© JUNGE FREIHEIT Verlag GmbH & Co. KG www.jungefreiheit.de 04/20 / 17. Januar 2020

Umwelt
Pariser Blob
Paul Leonhard

Wer in Paris weilt, sollte den Zoo besuchen. Dort ist gleich neben dem Schildkrötengehege der Blob zu sehen. Die neue Attraktion, die einem Kohlblatt ähnelt, ist nach einem außerirdischen Schleim aus einem US-Horrorfilm benannt, der alles auffrißt, was ihm in die Quere kommt. Das Pariser Wesen ist wählerischer. Es kann sich an seine Umgebung anpassen und weiß, bei welchen Materialien es sich lohnt, diese zu besetzen. Schließlich lebt es seit mindestens 500 Millionen Jahren auf der Erde. Der Blob hat kein Gehirn, kann aber interagieren und sogar aus einem Labyrinth herausfinden, wie japanische Forscher nachgewiesen haben. Es hat keinen Magen und kann trotzdem verdauen. „Dieses Lebewesen gehört zu den Mysterien der Natur“, sagt Bruno David, als Direktor des Pariser Naturkundemuseums auch für den Zoo zuständig. Der gelbe, schleimige Einzeller ist weder Tier noch Pflanze, dürfte aber Liebling der Queer-Bewegung werden. Schließlich ist er äußerst kreativ.

Über den Einzeller, der sich bewegen kann, staunen Zoobesucher wie Wissenschaftler.

Es gibt 720 Paarungstypen.
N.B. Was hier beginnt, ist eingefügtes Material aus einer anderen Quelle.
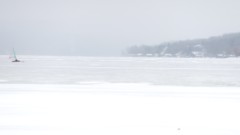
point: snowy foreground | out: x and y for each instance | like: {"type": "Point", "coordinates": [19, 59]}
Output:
{"type": "Point", "coordinates": [52, 97]}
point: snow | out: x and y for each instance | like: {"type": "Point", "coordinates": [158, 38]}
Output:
{"type": "Point", "coordinates": [46, 97]}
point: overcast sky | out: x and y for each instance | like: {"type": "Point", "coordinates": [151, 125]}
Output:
{"type": "Point", "coordinates": [106, 27]}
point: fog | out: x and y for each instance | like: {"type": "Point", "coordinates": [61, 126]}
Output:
{"type": "Point", "coordinates": [105, 28]}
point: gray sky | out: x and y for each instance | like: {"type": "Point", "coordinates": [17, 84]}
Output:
{"type": "Point", "coordinates": [106, 27]}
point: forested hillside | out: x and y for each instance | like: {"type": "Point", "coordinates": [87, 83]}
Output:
{"type": "Point", "coordinates": [227, 45]}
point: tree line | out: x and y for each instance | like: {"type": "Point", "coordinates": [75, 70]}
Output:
{"type": "Point", "coordinates": [227, 45]}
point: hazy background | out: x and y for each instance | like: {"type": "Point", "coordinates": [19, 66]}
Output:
{"type": "Point", "coordinates": [106, 27]}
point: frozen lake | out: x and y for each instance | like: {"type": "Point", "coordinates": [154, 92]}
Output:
{"type": "Point", "coordinates": [47, 95]}
{"type": "Point", "coordinates": [160, 71]}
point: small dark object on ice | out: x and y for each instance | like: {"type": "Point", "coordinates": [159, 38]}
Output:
{"type": "Point", "coordinates": [16, 60]}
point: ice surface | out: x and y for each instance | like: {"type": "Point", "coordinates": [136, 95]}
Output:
{"type": "Point", "coordinates": [161, 71]}
{"type": "Point", "coordinates": [119, 96]}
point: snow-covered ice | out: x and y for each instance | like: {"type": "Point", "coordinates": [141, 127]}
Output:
{"type": "Point", "coordinates": [120, 96]}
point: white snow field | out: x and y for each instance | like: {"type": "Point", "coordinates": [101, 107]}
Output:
{"type": "Point", "coordinates": [50, 95]}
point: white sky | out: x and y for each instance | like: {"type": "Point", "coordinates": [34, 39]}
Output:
{"type": "Point", "coordinates": [106, 27]}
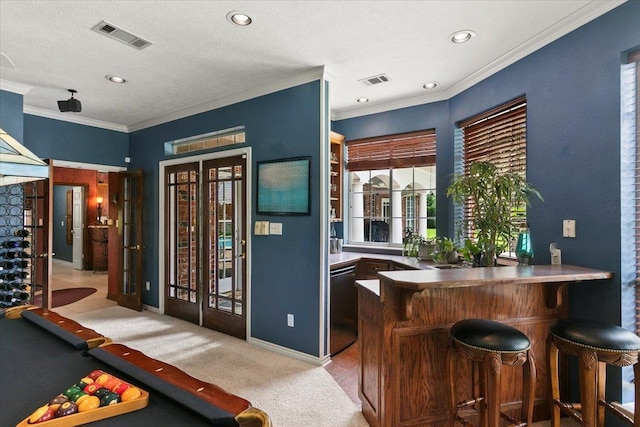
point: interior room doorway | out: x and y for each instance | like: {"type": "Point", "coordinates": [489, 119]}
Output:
{"type": "Point", "coordinates": [205, 227]}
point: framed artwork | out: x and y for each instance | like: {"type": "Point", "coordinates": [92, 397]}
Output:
{"type": "Point", "coordinates": [284, 186]}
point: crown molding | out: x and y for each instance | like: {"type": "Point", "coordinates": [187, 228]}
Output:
{"type": "Point", "coordinates": [14, 87]}
{"type": "Point", "coordinates": [68, 117]}
{"type": "Point", "coordinates": [313, 74]}
{"type": "Point", "coordinates": [86, 166]}
{"type": "Point", "coordinates": [561, 28]}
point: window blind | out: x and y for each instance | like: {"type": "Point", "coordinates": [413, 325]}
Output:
{"type": "Point", "coordinates": [498, 136]}
{"type": "Point", "coordinates": [392, 151]}
{"type": "Point", "coordinates": [631, 139]}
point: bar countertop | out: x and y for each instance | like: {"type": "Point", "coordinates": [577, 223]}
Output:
{"type": "Point", "coordinates": [419, 280]}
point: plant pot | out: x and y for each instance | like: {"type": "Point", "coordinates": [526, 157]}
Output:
{"type": "Point", "coordinates": [425, 252]}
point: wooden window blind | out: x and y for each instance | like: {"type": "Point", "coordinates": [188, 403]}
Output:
{"type": "Point", "coordinates": [392, 151]}
{"type": "Point", "coordinates": [498, 136]}
{"type": "Point", "coordinates": [631, 131]}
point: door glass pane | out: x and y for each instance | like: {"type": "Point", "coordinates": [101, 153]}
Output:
{"type": "Point", "coordinates": [182, 235]}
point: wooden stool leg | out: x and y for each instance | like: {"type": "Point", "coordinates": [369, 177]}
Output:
{"type": "Point", "coordinates": [451, 374]}
{"type": "Point", "coordinates": [554, 374]}
{"type": "Point", "coordinates": [492, 373]}
{"type": "Point", "coordinates": [528, 388]}
{"type": "Point", "coordinates": [602, 381]}
{"type": "Point", "coordinates": [588, 367]}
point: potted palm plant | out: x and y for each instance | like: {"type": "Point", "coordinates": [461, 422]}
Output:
{"type": "Point", "coordinates": [497, 199]}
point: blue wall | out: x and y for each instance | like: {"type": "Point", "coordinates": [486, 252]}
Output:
{"type": "Point", "coordinates": [55, 139]}
{"type": "Point", "coordinates": [285, 269]}
{"type": "Point", "coordinates": [11, 117]}
{"type": "Point", "coordinates": [573, 148]}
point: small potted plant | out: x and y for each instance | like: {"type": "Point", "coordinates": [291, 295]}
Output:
{"type": "Point", "coordinates": [496, 198]}
{"type": "Point", "coordinates": [416, 246]}
{"type": "Point", "coordinates": [444, 251]}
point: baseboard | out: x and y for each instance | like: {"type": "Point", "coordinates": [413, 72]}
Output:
{"type": "Point", "coordinates": [318, 361]}
{"type": "Point", "coordinates": [151, 308]}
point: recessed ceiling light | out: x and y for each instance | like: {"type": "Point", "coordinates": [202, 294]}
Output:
{"type": "Point", "coordinates": [239, 18]}
{"type": "Point", "coordinates": [115, 79]}
{"type": "Point", "coordinates": [462, 36]}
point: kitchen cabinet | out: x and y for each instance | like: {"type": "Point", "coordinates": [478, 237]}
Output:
{"type": "Point", "coordinates": [336, 172]}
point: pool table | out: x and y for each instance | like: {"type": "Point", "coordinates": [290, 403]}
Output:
{"type": "Point", "coordinates": [42, 354]}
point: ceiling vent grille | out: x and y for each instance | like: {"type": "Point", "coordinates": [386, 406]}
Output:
{"type": "Point", "coordinates": [374, 80]}
{"type": "Point", "coordinates": [121, 35]}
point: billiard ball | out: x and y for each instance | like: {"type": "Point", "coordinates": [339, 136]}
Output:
{"type": "Point", "coordinates": [95, 374]}
{"type": "Point", "coordinates": [43, 413]}
{"type": "Point", "coordinates": [67, 408]}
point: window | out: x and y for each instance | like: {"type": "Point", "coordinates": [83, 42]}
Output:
{"type": "Point", "coordinates": [498, 136]}
{"type": "Point", "coordinates": [630, 182]}
{"type": "Point", "coordinates": [391, 187]}
{"type": "Point", "coordinates": [207, 141]}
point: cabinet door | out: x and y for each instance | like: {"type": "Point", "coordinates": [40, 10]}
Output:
{"type": "Point", "coordinates": [370, 269]}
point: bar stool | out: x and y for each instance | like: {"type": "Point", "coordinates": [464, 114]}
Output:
{"type": "Point", "coordinates": [596, 344]}
{"type": "Point", "coordinates": [490, 345]}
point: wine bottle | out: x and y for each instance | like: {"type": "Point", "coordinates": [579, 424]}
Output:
{"type": "Point", "coordinates": [22, 233]}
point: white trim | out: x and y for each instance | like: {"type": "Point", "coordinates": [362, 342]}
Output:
{"type": "Point", "coordinates": [324, 144]}
{"type": "Point", "coordinates": [591, 11]}
{"type": "Point", "coordinates": [87, 166]}
{"type": "Point", "coordinates": [302, 78]}
{"type": "Point", "coordinates": [314, 360]}
{"type": "Point", "coordinates": [14, 87]}
{"type": "Point", "coordinates": [244, 151]}
{"type": "Point", "coordinates": [151, 309]}
{"type": "Point", "coordinates": [72, 118]}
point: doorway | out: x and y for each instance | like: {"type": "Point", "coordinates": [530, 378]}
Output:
{"type": "Point", "coordinates": [69, 224]}
{"type": "Point", "coordinates": [205, 227]}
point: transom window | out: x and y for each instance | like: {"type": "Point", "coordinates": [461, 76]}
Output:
{"type": "Point", "coordinates": [206, 141]}
{"type": "Point", "coordinates": [392, 185]}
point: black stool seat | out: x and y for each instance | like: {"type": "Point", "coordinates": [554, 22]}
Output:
{"type": "Point", "coordinates": [489, 335]}
{"type": "Point", "coordinates": [596, 335]}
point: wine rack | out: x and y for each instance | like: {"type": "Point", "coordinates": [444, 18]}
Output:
{"type": "Point", "coordinates": [17, 212]}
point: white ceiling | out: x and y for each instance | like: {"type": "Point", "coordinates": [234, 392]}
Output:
{"type": "Point", "coordinates": [199, 60]}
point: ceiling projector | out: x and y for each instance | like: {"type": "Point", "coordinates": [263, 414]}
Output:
{"type": "Point", "coordinates": [72, 104]}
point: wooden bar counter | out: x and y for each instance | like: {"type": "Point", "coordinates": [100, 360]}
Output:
{"type": "Point", "coordinates": [403, 325]}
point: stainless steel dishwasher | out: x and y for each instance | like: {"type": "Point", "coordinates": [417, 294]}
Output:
{"type": "Point", "coordinates": [343, 317]}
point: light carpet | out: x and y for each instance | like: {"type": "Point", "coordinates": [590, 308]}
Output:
{"type": "Point", "coordinates": [294, 393]}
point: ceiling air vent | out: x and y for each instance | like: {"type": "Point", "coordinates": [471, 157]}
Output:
{"type": "Point", "coordinates": [374, 80]}
{"type": "Point", "coordinates": [121, 35]}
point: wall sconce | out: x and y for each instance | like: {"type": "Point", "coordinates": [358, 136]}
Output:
{"type": "Point", "coordinates": [99, 200]}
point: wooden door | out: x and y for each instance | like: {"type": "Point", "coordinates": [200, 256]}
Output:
{"type": "Point", "coordinates": [224, 245]}
{"type": "Point", "coordinates": [130, 240]}
{"type": "Point", "coordinates": [182, 243]}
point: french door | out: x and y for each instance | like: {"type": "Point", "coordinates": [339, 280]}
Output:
{"type": "Point", "coordinates": [205, 254]}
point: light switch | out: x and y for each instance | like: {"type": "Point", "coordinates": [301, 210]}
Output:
{"type": "Point", "coordinates": [569, 228]}
{"type": "Point", "coordinates": [275, 228]}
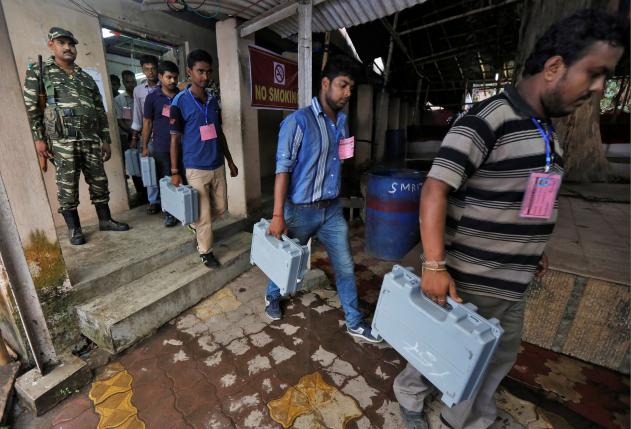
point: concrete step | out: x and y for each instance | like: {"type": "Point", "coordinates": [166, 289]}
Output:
{"type": "Point", "coordinates": [113, 259]}
{"type": "Point", "coordinates": [123, 316]}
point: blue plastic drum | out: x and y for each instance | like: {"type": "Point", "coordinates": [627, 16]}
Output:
{"type": "Point", "coordinates": [392, 211]}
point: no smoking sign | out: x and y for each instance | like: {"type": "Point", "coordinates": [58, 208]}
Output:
{"type": "Point", "coordinates": [279, 73]}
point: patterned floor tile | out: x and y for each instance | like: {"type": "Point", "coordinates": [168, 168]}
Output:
{"type": "Point", "coordinates": [320, 404]}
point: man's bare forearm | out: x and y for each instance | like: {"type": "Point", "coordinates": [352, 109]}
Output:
{"type": "Point", "coordinates": [281, 184]}
{"type": "Point", "coordinates": [175, 150]}
{"type": "Point", "coordinates": [147, 127]}
{"type": "Point", "coordinates": [433, 216]}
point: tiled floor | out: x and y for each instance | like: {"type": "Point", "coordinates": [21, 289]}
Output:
{"type": "Point", "coordinates": [591, 239]}
{"type": "Point", "coordinates": [223, 364]}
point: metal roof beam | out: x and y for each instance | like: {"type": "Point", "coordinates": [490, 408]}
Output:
{"type": "Point", "coordinates": [462, 15]}
{"type": "Point", "coordinates": [271, 17]}
{"type": "Point", "coordinates": [401, 45]}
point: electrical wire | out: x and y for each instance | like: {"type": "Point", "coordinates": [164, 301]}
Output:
{"type": "Point", "coordinates": [213, 16]}
{"type": "Point", "coordinates": [173, 8]}
{"type": "Point", "coordinates": [246, 8]}
{"type": "Point", "coordinates": [84, 9]}
{"type": "Point", "coordinates": [196, 7]}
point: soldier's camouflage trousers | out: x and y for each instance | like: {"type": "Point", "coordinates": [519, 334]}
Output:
{"type": "Point", "coordinates": [72, 158]}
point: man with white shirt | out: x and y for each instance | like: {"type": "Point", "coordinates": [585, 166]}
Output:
{"type": "Point", "coordinates": [149, 65]}
{"type": "Point", "coordinates": [123, 108]}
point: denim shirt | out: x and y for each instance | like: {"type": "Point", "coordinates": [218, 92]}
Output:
{"type": "Point", "coordinates": [308, 145]}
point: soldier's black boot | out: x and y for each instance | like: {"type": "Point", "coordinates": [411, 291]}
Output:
{"type": "Point", "coordinates": [74, 227]}
{"type": "Point", "coordinates": [106, 223]}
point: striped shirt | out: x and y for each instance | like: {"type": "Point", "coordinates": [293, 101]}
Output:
{"type": "Point", "coordinates": [487, 158]}
{"type": "Point", "coordinates": [308, 145]}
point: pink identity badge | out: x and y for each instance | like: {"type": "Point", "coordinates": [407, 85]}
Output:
{"type": "Point", "coordinates": [540, 195]}
{"type": "Point", "coordinates": [208, 132]}
{"type": "Point", "coordinates": [347, 148]}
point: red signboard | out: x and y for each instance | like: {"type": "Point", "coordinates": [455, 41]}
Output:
{"type": "Point", "coordinates": [274, 80]}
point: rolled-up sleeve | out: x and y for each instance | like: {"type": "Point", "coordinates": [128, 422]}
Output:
{"type": "Point", "coordinates": [289, 141]}
{"type": "Point", "coordinates": [463, 150]}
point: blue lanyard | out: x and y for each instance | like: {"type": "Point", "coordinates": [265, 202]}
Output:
{"type": "Point", "coordinates": [546, 138]}
{"type": "Point", "coordinates": [199, 105]}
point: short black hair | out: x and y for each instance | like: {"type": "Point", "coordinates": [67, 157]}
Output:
{"type": "Point", "coordinates": [572, 36]}
{"type": "Point", "coordinates": [198, 55]}
{"type": "Point", "coordinates": [148, 59]}
{"type": "Point", "coordinates": [340, 65]}
{"type": "Point", "coordinates": [128, 73]}
{"type": "Point", "coordinates": [167, 66]}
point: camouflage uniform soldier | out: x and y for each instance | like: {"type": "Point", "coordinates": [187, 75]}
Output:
{"type": "Point", "coordinates": [74, 124]}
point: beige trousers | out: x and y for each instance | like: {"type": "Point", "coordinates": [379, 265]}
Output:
{"type": "Point", "coordinates": [213, 202]}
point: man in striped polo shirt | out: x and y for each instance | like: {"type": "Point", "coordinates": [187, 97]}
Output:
{"type": "Point", "coordinates": [489, 204]}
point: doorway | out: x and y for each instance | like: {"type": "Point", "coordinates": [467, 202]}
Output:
{"type": "Point", "coordinates": [123, 51]}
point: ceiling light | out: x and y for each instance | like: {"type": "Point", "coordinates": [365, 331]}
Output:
{"type": "Point", "coordinates": [106, 32]}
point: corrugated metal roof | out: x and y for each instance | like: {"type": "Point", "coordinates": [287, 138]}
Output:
{"type": "Point", "coordinates": [328, 15]}
{"type": "Point", "coordinates": [334, 14]}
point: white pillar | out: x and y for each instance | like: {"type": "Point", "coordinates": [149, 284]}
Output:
{"type": "Point", "coordinates": [26, 223]}
{"type": "Point", "coordinates": [363, 120]}
{"type": "Point", "coordinates": [240, 120]}
{"type": "Point", "coordinates": [305, 67]}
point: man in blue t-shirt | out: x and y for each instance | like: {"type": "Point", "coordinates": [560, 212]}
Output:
{"type": "Point", "coordinates": [312, 143]}
{"type": "Point", "coordinates": [155, 127]}
{"type": "Point", "coordinates": [195, 125]}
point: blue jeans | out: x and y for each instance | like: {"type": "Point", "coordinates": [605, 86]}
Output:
{"type": "Point", "coordinates": [153, 192]}
{"type": "Point", "coordinates": [330, 227]}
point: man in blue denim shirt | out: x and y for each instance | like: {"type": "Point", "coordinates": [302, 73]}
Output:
{"type": "Point", "coordinates": [308, 176]}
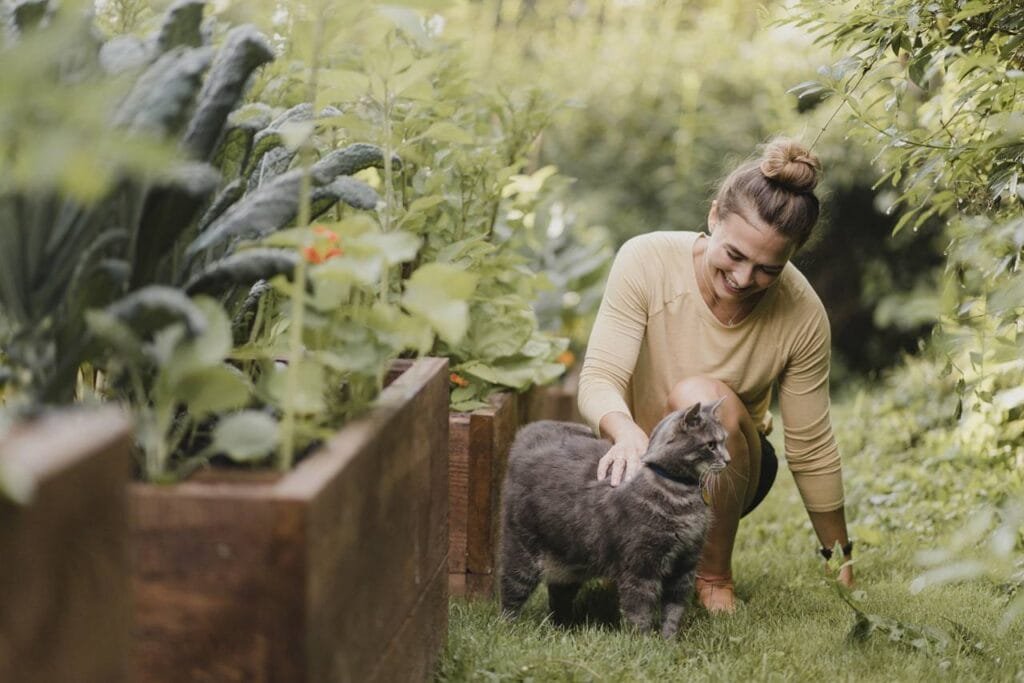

Viele sind Zwischenformen von männlich oder weiblich. Überdies kann sich der Blob pro Stunde vier Zentimeter fortbewegen – und er hat bereits einen Fluchtversuch gestartet. Nachdem er Schimmel und Proteine in den ihm vorgesetzten Haferflocken und Pilzen verdaut hatte, verließ der hungrige Blob die Petrischale, um nach Eßbarem zu suchen. Das Wesen, das in der Natur auf altem feuchten Holz lebt, bildet ein mehr als einen Quadratmeter großes schleimiges Geflecht. Hat es Nahrung gefunden, bildet es sich wieder zurück. Über den Einzeller staunen Zoobesucher wie Wissenschaftler. „Es sieht aus wie ein Pilz, aber handelt wie ein Tier“, sagt David. Auch wenn der Blob ein Schleimpilz der Gattung Physarum polycephalum ist, hat der Zoo drei Gärtner mit seiner Pflege beauftragt – doch eine Pflanze ist es nicht.